Das Landgericht hatte der Klage teilweise stattgeben und den Beklagten dazu verurteilt, von den Dachpfannen ausgehende Blendwirkungen mit einer Leuchtdichte von 100.000 Candela pro Quadratmeter oder höher zu verhindern. Eine solche, nicht mehr zumutbare Blendwirkung gehe von den im Bereich der Ortgänge und dem Dachfirst verlegten hochglänzend glasierten Dachziegeln in dem Zeitraum April bis Oktober von 10.30 Uhr bis ca. 14.30 Uhr aus, wie der vom Gericht beauftragte Sachverständige festgestellt habe.

Die Kläger verlangten vom Beklagten nun darüber hinaus, die vom Dach seines Gebäudes ausgehenden und ihr Haus betreffenden Blendwirkungen insgesamt zu verhindern.

Die Entscheidung:

Das OLG verneinte einen über die erfolgte Verurteilung des Beklagten hinausgehenden Anspruch der Kläger. Zwar werde durch die vom Dach des Hauses des Beklagten ausgehenden Lichtreflexionen das Grundeigentum der Kläger beeinträchtigt. Allerdings seien die Kläger nach dem Ergebnis der Beweisaufnahme dazu verpflichtet, die von den engobierten Dachpfannen ausgehenden Lichtreflexionen - gemäß § 1004 Abs. 2 BGB - zu dulden, weil es sich um unwesentliche Beeinträchtigungen im Sinne von § 906 Abs. 1 BGB handele.
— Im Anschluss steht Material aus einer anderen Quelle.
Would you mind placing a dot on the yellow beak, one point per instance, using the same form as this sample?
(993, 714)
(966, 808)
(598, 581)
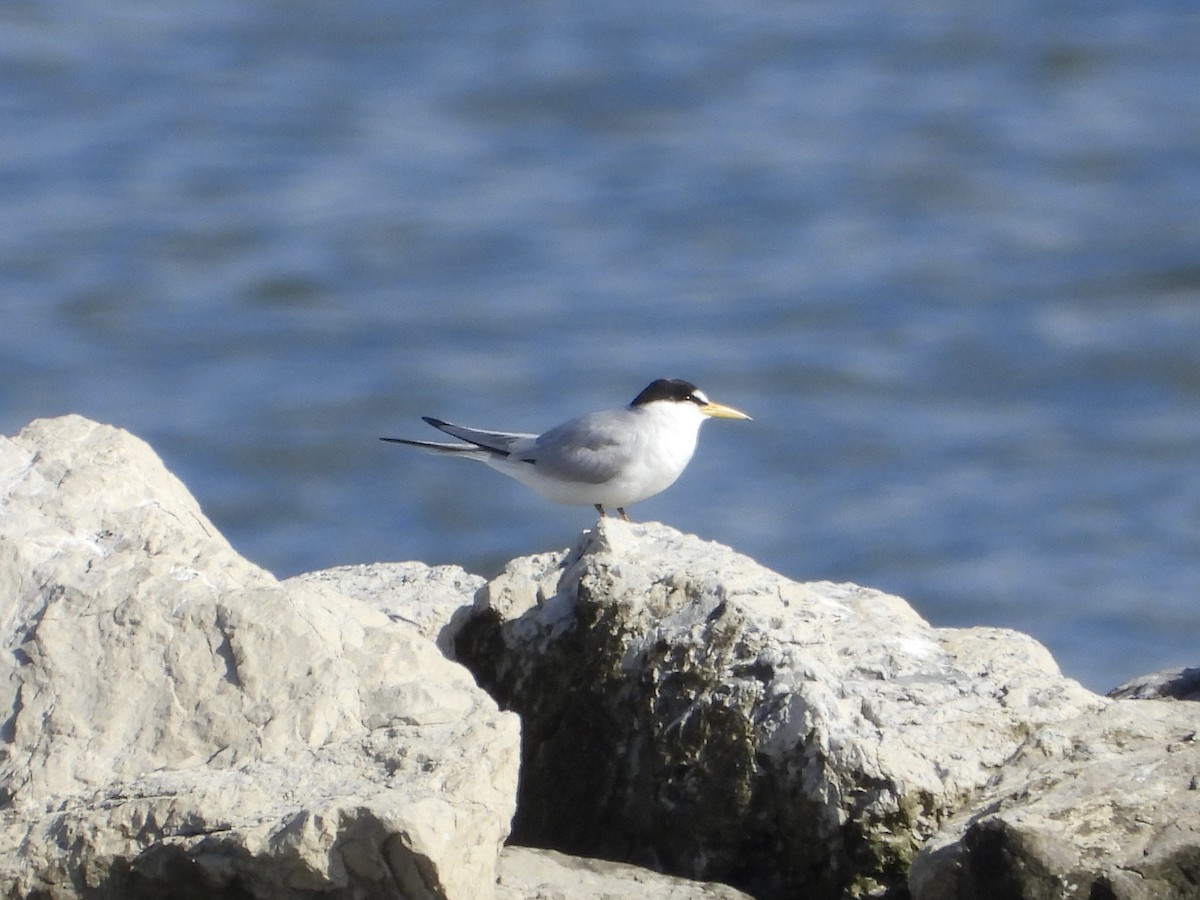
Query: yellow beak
(723, 412)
Verbindliche Richtwerte, bei deren Überschreitung eine wesentliche Beeinträchtigung indiziert wäre, gebe es - soweit ersichtlich - nicht. Maßgeblich für die Beurteilung der Wesentlichkeit sei daher das Empfinden eines verständigen Durchschnittsmenschen, wobei auf die konkreten Umstände des Einzelfalles - wie die Dauer der Blendwirkung, die Intensität der Lichtreflexe und die daraus resultierenden Auswirkungen auf die Nutzung des betroffenen Grundstückes - abzustellen sei.

Deshalb könne nicht schematisch von einer Erheblichkeit ab einer Lichtstärke von 100.000 Candela pro Quadratmeter ausgegangen werden, wie sie in vereinzelten landesrechtlichen Regelwerken zu der zulässigen Lichtstärke von Photovoltaikanlagen festgelegt sei, wenngleich bei deren Erreichen regelmäßig eine Wesentlichkeit vorliegen dürfte.

Nach den Feststellungen des Sachverständigen sowie den Eindrücken bei einem vom Gericht durchgeführten Ortstermin konnte eine wesentliche Beeinträchtigung durch die engobierten Dachpfannen in dem vorliegenden Fall nicht festgestellt werden.